At the left, you can see the types of information Acxiom has on file. I decided to look at Household Vehicle Data, wondering whether it was up-to-date.
Well, it wasn’t. I haven’t owned a truck (a Bronco) since 2011, I have never owned an RV, and my insurance doesn’t renew in October. I fixed it. The slide show fills in the details. By the way, our household has several vehicles not in the database. Is that an error of omission, or are those vehicles not of interest to marketers? I have no idea.
Fair Credit and Right to be Forgotten
One area of data aggregation where US citizens have specific rights is in viewing and correcting errors in credit history. Your credit score and history are used for many, often unexpected purposes, and you should ensure the information is correct. Here is a summary of your rights.Fair Credit Reporting Act. If you need to dispute a finding on your report, look here for guidance.
Recently, the Court of Justice of the European Union addressed the issue of search engines and the right to be forgotten. In this case, the right to be forgotten means
Individuals have the right – under certain conditions – to ask
search engines to remove links with personal information about them. This applies where the information is inaccurate, inadequate, irrelevant or excessive for the purposes of the data.
The Bottom Line
The potential harm of wrong/stale open data about you can be great. Taking an interest in which information is out there and whether it is accurate and up-to-date is your responsibility. Whether the “you” is a corporate you, or an individual you, bad data in the wrong hands can be disastrous.
There are tools and approaches available to let you explore your open data presence and gain perspective on how you look to the casual inquirer, the marketer, and the credit evaluator. Take action today, right after you read this post.

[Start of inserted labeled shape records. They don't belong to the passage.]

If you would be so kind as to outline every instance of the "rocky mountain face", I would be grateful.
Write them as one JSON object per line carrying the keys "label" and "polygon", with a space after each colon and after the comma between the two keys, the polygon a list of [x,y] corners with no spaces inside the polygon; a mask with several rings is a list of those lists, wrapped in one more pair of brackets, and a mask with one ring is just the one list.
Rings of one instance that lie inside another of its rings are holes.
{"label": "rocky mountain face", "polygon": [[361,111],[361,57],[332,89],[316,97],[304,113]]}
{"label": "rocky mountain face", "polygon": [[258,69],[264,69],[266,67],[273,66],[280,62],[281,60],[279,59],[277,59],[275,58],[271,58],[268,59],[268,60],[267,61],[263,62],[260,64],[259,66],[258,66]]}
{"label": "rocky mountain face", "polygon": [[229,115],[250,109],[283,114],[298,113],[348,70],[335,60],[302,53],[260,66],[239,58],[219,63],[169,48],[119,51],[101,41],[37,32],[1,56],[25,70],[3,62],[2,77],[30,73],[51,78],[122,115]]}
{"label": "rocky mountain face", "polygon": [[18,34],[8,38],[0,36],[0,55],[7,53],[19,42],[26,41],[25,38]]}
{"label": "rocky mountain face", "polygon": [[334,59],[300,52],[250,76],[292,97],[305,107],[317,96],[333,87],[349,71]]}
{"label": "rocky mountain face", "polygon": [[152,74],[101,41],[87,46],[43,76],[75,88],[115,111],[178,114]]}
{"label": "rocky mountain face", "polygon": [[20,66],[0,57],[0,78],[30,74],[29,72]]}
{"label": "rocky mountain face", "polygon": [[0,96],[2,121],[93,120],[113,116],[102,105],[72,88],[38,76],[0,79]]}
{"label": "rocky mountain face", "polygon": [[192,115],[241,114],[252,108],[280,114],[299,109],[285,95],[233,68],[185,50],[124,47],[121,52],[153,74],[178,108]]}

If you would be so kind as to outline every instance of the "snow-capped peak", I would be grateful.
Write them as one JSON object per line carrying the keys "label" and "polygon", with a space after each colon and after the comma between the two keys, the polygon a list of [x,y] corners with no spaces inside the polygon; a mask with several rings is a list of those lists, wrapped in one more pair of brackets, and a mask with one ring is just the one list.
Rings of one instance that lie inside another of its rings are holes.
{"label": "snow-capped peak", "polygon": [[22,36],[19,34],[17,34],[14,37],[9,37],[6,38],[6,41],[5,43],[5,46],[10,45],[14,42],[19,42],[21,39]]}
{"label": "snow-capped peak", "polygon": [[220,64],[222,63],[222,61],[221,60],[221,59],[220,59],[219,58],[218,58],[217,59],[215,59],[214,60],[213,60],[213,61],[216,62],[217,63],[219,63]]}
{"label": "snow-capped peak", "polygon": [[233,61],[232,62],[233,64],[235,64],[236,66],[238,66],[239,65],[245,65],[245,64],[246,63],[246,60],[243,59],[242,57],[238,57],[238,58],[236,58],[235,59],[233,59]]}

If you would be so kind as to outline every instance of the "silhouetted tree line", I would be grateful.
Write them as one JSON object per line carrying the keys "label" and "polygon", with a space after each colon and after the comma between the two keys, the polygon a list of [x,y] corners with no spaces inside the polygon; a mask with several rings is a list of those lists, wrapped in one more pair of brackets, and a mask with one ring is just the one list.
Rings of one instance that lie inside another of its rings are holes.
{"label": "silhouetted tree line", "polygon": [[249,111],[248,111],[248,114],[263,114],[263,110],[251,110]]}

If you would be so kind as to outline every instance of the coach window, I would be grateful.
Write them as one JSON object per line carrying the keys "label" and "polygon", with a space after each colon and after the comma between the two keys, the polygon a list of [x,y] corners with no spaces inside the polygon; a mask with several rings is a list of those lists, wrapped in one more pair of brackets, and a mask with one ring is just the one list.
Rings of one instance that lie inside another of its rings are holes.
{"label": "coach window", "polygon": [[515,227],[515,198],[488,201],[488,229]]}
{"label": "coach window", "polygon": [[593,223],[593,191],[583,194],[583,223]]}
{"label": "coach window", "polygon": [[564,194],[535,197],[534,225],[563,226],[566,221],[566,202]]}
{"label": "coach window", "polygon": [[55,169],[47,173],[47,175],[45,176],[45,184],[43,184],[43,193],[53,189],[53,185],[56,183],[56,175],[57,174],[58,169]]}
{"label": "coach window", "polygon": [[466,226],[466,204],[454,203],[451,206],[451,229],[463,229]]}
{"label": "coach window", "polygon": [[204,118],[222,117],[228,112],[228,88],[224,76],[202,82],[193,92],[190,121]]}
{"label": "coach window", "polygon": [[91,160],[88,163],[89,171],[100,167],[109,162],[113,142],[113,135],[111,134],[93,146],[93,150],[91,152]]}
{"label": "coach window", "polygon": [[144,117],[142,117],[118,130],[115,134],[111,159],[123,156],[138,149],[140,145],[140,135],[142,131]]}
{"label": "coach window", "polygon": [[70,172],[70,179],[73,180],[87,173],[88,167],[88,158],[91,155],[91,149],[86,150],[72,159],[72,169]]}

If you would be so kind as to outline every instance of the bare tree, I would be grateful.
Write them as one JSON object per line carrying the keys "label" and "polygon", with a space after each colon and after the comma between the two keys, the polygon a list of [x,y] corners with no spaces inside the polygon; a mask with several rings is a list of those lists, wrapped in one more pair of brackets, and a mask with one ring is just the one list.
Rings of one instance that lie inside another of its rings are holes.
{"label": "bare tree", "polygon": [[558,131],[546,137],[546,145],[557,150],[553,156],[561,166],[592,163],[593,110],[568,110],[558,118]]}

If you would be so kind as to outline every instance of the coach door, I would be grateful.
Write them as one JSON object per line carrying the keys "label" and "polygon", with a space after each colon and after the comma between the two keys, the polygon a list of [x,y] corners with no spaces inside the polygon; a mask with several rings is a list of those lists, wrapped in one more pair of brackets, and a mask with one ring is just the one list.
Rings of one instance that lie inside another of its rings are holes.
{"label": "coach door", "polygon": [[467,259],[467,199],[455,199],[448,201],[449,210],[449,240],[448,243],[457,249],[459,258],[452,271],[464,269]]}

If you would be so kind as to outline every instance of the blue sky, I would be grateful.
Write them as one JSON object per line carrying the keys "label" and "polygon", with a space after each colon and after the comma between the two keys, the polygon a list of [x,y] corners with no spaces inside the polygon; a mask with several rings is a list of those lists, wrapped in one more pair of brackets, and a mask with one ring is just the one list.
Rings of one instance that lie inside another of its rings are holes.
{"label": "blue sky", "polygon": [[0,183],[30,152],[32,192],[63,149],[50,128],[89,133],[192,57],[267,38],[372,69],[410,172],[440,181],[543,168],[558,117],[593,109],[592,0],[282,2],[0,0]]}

The results of our ongoing survey into the results of poor data quality on business outcomes has revealed that the state of organization’s data, especially about their customers, is poor. If organizations with a profit motive can’t invest sufficiently to keep data about their customers clean and useful, you know that your open data may be at risk.
If you have a poor quality open data experience that you are willing to share, please do contact us to discuss. Sunlight is the best purifier, so please help us shine some light in the open data shadows.
Finally, I want to thank Gordon Feller, Director of Urban Innovations, Cisco Systems HQ, and Co-founder, Meeting of the Minds, and Rich Michos, Vice President, Smarter Cities, at IBM, who together organized the Navigating and Prospering in an Open Data World round table for inviting me to participate.